The Luang Prabang Royal Palace became a national museum after the overthrow of the monarchy by communists in 1975. Visitors are first greeted by a sprawling garden, and then find Lao architecture and art mixed with French colonial style. Behind the palace is a garage housing a collection of vintage cars that once belonged to the royals, near the odd sight of two old private Shell gas pumps.
Not far from here is Luang Prabang’s sacred Mount Phousi. It’s 355 steps to a magical 360-degree view at the summit, which gets crowded close to sunset with visitors congregating for the money shot. Throughout the descent, you see small shrines, cave temples and imagery recounting tales of Buddha. One cave has a giant footprint that is said to have belonged to Buddha himself.
The town can be seen easily by foot or bike. Take yourself to the main street, filled with curio shops and cafes. The higher-end Lao-French restaurant Tangor stands out with its laid-back ambiance, great music and décor, and vintage posters. For authentic Lao dishes like chicken larb and or lam, head to Big Tree café, a five-minute walk from Tangor on the riverside. There are numerous alleys waiting to be explored, and you are never truly lost on the streets of Luang Prabang.
Where to stay
Sofitel Luang Prabang is nestled in a quiet residential neighbourhood in what was originally built as the French governor’s residence in the early 1900s. The property, one of the oldest in the Sofitel collection, was transformed into a hotel in 2010 and fully restored in 2015 in time to celebrate the 20th anniversary of Luang Prabang’s Unesco designation. The hotel’s 25 suites each come with a private garden and an outdoor bathtub under a pergola, while the pool villas have a private plunge pool. The standout main pool stuns with its amethyst tiles, reflecting both the cultural heritage and the French colonial architecture of the time. Other features include an ornamental garden where two rabbits hop around all day long, a daily breakfast buffet, a spa and a 24-hour gym. Guests take weekly cooking classes where they learn how to make Laotian dishes with produce grown on the property.
The Governor’s Grill offers Western and Lao dishes centred around the ornamental garden. Guests can dine indoors or in an intimate tented area at night. Don’t miss the Library, a quiet space where guests can relax with a book and vintage wine by the fireplace.

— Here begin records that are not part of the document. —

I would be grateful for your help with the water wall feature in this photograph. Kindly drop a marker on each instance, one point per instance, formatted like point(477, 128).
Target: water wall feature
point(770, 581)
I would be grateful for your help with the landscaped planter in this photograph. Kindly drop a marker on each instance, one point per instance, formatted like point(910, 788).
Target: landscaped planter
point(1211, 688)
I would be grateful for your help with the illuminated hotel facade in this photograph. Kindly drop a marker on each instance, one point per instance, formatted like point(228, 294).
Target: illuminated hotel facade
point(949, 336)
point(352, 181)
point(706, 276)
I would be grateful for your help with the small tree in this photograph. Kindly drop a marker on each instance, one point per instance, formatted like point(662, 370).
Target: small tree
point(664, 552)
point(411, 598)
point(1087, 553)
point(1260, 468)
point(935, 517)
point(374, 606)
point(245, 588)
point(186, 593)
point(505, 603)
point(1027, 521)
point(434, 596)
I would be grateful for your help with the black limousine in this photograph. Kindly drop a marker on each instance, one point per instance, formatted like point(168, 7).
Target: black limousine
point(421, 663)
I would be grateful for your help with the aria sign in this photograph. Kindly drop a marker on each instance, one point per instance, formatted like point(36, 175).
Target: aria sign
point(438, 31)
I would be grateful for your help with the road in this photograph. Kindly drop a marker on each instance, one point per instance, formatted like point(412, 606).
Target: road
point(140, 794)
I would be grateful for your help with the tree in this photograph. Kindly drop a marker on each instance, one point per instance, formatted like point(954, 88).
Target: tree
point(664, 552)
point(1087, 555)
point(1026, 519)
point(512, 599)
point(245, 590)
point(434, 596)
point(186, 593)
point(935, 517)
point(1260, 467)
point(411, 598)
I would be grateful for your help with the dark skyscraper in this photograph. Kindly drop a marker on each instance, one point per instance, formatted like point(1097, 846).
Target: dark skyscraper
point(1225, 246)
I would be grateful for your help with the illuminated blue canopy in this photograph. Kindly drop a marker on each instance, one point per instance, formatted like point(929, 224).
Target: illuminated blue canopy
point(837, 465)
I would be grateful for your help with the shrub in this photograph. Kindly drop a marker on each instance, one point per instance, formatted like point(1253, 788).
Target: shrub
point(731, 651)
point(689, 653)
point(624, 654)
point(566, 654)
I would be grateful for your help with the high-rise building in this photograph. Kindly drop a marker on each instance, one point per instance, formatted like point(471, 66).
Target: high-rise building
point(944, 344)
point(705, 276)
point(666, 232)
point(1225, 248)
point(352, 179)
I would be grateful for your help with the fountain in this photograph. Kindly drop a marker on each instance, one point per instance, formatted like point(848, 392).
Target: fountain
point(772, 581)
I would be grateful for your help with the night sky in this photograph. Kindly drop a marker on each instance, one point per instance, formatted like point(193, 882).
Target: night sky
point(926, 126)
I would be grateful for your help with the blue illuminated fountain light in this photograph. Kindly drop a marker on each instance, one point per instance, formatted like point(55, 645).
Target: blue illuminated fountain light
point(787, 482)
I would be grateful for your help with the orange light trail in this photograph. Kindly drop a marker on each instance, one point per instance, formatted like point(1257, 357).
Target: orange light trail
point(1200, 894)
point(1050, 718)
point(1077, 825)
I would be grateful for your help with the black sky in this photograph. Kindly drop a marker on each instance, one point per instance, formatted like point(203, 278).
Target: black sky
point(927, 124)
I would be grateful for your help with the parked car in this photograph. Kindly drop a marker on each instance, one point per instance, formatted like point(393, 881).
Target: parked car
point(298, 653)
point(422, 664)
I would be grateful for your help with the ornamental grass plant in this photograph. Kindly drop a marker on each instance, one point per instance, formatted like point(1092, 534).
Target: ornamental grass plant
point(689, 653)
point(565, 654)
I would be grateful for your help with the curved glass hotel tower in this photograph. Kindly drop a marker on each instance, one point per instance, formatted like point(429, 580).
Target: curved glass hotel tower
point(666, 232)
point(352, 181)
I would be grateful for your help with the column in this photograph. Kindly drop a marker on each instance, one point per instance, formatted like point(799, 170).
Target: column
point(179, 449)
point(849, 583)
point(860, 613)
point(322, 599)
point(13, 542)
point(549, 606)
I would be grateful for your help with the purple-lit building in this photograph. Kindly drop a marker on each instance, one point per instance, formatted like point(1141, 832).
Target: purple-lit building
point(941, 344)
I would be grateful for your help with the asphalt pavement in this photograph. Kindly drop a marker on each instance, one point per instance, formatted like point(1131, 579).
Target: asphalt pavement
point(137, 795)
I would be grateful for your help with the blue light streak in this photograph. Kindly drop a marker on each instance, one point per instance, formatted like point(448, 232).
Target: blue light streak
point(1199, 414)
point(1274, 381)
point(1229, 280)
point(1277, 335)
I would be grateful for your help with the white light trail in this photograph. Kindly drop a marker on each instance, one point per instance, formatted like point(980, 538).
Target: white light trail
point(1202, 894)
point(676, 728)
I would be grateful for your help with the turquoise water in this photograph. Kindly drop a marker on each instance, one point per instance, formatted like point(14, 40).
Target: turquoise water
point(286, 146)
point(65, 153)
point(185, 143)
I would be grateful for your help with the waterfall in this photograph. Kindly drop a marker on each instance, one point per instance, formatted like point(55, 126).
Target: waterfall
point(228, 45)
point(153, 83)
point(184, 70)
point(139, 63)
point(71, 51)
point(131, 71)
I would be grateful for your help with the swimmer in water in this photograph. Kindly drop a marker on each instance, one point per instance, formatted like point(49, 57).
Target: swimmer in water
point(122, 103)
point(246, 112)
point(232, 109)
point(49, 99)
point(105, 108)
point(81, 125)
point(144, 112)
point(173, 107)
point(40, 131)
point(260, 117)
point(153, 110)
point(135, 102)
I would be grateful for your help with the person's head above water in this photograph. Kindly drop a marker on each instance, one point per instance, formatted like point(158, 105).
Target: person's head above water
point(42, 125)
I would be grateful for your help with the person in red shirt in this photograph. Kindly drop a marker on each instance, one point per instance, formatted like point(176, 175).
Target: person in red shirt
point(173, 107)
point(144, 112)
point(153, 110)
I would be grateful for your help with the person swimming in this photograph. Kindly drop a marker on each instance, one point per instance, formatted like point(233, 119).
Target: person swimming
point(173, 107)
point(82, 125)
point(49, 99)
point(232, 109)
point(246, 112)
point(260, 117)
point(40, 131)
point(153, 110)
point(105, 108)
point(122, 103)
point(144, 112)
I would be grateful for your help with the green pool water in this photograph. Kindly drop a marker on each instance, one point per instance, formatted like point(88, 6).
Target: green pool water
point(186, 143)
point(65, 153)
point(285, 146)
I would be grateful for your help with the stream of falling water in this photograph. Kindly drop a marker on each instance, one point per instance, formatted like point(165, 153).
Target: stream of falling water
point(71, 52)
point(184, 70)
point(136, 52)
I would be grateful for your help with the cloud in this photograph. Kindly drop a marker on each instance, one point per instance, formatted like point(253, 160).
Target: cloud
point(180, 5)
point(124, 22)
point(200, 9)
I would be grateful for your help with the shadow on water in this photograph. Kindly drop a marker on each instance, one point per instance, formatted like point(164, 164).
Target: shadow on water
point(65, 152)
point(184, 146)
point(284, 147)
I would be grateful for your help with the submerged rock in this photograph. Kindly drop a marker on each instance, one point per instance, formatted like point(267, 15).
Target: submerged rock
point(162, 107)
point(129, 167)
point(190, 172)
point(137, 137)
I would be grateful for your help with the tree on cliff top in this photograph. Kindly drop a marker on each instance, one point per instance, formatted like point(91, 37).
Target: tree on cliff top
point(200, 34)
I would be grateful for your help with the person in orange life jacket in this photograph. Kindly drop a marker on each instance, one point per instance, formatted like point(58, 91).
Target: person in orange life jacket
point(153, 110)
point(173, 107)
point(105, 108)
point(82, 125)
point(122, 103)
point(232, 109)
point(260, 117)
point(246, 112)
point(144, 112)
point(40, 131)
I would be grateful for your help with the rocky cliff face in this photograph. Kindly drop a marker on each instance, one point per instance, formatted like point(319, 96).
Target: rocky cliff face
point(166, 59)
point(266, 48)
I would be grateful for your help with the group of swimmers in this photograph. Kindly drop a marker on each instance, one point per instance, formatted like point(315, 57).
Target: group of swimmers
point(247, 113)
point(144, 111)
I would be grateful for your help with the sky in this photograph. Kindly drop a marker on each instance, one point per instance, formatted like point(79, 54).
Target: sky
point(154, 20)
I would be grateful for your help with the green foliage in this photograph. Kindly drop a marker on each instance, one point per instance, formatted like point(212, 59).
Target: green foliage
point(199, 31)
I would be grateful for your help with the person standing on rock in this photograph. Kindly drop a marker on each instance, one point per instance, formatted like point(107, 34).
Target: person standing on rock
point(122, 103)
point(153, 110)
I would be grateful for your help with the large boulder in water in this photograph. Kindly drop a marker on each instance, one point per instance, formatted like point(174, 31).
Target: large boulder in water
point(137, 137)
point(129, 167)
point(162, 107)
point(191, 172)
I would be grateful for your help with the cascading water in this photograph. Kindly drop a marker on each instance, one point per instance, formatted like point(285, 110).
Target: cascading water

Head to the traditional Lao building that houses Le Spa’s calming ambiance in three private rooms that can be booked by couples. Its pampering menu includes full-body, foot and head massages. Le Spa’s skin and beauty treatments feature ancient Lao techniques along with French, Swedish and Indian Ayurveda treatments with modern products and organic Lao creations.
The hotel’s location is just right: not too far yet not too near the town centre, a 15-minute stroll that takes visitors through charming local neighbourhoods. Sofitel shuttle buses also move guests between the hotel and city centre in the evening. But as a pedestrian-friendly city, the best option is to take a bicycle from the hotel, giving you free reign to discover all the little nooks and corners of this quaint town.